投稿日: Apr 20, 2010 8:31:1 AM
電子書籍の話は、もう食傷気味な方へ
書籍を売って儲ける話は、ITで書籍の世界がどうなるかを考える上で一部分(最大でも半分)でしかない。もう半分の書き手を支援するビジネスというのが重要である。「国民読書年に 関する決議」 が「文字・活字文化振興法」の何年後かに行われて、2010年がそれにあたるという。詳しく調べたわけではないが、マスメディアのビジネスのために国民に本を読めというキャンペーンを政治力を使って行っているように見える。しかし書き手が増えていかないと充実した出版文化にはなっていかない。書籍の価値はどこかの専門機関に決めてもらうようなものではないので、自由な出版活動の中で切磋琢磨する出版文化がよい書籍を産み出すと考えていいだろう。
日本も高学歴化したので論文数や特許出願数は過去20年くらい相当伸びてきた。ノーベル賞をとる日本人もちらほら話題になるが、私的にはイグノーベル賞をとる人が出てきているのがうれしい。こういった知的活動は書店の棚にも反映してきているように思う。儲からなくても面白くためになる本を出す出版社はたくさんある。そういう意味では日本の出版文化は健在だといえる。国民読書年も知的刺激の循環というところにもっとフォーカスしたらいいのになあと思う。しかし知的刺激になってもよく売れるわけではないだろう。
ひとりで本を書くのは大変だから出版社の編集者が著者を育てるという雰囲気があったと思うが、これは本の高コスト構造につながる。それに対して、本つくりの生産性を上げるためにライターを動員してインスタントに本を作る体制ができた。これは知的循環とは違う動きであり、書き手を育てにくいだろう。
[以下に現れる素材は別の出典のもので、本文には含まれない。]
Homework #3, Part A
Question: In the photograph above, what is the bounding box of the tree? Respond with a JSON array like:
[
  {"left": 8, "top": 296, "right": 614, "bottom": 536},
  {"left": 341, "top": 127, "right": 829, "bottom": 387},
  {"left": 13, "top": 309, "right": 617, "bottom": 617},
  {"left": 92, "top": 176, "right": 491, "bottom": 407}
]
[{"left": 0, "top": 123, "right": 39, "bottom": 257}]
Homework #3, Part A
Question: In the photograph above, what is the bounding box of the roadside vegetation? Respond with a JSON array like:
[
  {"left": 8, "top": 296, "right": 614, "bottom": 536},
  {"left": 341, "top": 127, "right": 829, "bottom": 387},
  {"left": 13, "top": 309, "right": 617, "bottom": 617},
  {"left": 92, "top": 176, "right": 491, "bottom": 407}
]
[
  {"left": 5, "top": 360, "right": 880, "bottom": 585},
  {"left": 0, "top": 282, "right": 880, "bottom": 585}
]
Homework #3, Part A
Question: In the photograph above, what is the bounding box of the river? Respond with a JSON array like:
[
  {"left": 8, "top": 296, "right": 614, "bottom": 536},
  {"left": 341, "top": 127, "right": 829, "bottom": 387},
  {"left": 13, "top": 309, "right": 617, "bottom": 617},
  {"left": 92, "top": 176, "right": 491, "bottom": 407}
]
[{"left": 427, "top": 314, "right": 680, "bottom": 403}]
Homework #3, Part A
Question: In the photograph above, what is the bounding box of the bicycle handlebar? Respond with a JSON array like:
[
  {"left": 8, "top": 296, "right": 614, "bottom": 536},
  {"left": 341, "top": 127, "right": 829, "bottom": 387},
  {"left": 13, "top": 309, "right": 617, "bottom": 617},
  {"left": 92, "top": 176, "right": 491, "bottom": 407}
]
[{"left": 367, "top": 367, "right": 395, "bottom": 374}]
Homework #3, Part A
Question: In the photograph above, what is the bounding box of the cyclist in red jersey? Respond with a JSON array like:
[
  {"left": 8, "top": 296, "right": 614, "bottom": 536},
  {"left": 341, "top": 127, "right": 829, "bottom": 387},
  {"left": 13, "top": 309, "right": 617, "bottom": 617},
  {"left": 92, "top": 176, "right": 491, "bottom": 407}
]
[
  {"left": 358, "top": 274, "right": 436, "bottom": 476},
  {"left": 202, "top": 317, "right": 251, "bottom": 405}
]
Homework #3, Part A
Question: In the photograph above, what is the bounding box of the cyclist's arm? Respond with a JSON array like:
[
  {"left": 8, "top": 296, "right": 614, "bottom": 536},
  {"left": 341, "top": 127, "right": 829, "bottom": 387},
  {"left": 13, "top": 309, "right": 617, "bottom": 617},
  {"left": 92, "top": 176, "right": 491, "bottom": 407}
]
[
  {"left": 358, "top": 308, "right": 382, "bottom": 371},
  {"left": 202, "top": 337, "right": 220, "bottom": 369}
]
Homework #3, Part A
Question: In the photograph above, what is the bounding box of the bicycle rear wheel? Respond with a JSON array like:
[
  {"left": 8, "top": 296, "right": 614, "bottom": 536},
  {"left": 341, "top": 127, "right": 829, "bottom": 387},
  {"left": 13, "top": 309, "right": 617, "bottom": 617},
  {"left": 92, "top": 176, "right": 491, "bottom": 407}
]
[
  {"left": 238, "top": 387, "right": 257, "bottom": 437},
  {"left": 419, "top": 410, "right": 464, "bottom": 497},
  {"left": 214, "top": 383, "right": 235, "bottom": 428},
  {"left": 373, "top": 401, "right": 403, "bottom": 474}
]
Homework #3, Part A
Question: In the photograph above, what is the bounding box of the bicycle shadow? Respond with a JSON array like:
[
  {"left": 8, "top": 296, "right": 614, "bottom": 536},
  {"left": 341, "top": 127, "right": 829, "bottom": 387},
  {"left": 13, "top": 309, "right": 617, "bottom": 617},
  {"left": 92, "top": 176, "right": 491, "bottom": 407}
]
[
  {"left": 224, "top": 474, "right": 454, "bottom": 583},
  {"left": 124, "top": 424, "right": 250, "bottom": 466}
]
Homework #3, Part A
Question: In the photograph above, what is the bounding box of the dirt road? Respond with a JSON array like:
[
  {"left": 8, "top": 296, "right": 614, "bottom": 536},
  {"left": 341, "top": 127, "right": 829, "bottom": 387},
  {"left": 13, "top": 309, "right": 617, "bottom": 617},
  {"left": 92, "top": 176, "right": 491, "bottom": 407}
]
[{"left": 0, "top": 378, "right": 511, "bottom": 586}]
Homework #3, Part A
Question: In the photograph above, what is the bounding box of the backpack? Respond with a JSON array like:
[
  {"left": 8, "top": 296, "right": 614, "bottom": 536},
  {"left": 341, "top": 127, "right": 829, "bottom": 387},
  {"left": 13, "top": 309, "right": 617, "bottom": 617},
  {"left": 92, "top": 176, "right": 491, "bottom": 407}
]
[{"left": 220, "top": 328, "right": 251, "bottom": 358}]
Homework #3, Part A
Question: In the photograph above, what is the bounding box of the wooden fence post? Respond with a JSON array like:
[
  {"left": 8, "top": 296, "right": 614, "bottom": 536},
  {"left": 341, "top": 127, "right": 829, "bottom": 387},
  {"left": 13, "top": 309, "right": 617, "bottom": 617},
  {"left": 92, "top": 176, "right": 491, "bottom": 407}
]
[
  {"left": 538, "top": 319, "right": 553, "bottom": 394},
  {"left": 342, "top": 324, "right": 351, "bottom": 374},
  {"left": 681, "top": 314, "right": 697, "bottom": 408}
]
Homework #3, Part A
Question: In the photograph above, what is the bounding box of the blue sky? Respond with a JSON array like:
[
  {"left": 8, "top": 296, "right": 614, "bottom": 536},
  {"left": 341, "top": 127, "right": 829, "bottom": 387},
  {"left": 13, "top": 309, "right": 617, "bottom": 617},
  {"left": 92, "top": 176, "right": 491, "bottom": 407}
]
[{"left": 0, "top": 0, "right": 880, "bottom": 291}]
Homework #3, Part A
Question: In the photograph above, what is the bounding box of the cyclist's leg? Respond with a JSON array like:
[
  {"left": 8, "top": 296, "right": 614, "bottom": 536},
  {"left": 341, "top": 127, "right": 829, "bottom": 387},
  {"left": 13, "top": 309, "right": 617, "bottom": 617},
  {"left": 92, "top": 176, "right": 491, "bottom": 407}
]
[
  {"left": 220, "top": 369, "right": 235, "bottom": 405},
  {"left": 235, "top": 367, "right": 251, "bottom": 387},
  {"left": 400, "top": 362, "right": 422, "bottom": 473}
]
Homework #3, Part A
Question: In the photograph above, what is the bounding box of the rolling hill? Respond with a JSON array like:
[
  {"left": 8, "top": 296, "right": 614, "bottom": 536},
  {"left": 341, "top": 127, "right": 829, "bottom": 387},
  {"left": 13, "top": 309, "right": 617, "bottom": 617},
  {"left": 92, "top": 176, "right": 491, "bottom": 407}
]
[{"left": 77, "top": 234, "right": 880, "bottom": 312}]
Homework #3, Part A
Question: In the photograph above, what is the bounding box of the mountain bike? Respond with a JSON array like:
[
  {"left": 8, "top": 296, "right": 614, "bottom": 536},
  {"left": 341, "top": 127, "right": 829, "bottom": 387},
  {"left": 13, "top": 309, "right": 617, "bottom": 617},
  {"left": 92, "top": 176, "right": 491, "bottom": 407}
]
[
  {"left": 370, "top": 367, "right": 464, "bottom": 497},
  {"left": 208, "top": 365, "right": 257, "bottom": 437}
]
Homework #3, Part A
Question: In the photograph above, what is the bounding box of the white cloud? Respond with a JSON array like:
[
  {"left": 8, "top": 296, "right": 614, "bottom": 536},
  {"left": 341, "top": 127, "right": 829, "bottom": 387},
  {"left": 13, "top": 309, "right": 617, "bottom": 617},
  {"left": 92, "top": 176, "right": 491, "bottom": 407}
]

では電子書籍は書き手を育てるだろうか。
書き手にとっては最初から電子書籍というのは実際にはつらいと思う。文章の推敲をするには章単位でもBook-On-Demand(以下BoD)にしてもらえたら、気分一新して落ち着いて読み返せるのに。また知人にレビューしてもらう場合でも、PDFファイルを渡したのではじっくりと読んでもらえないという気がしないでしょうか。
ゼミの教科書でも100ページくらいのBoDで必要数だけプリントするという使い方は便利そうだ。A5判100ページで500円なら学生にも買わせられるかと思うが、それならA3のプリント代は20円だからビジネス化はできそうだ。著者本人の推敲用として、関係者のレビュー用として、教室用として、マーケットテストとして、buyer向けの商品サンプルとして(日本の本屋には仕入れ担当が稀かもしれないが)、BoDで本を知らしめることを積み重ねた後に、出版社に評価してもらって既存の出版ビジネス(電子書籍も含めて)に載せる、という流れがよい本を世に出すためには自然に思える。つまり書き手を育て、ストレス・リスクが少ない出版モデルを創り出すのにBoDのビジネスが役に立つのではないか。それは必須になるのではないか、とさえ思える。
電子書籍黒船論で盛り上がるのも結構だが、何が本当は必要なのかも考えなければ…。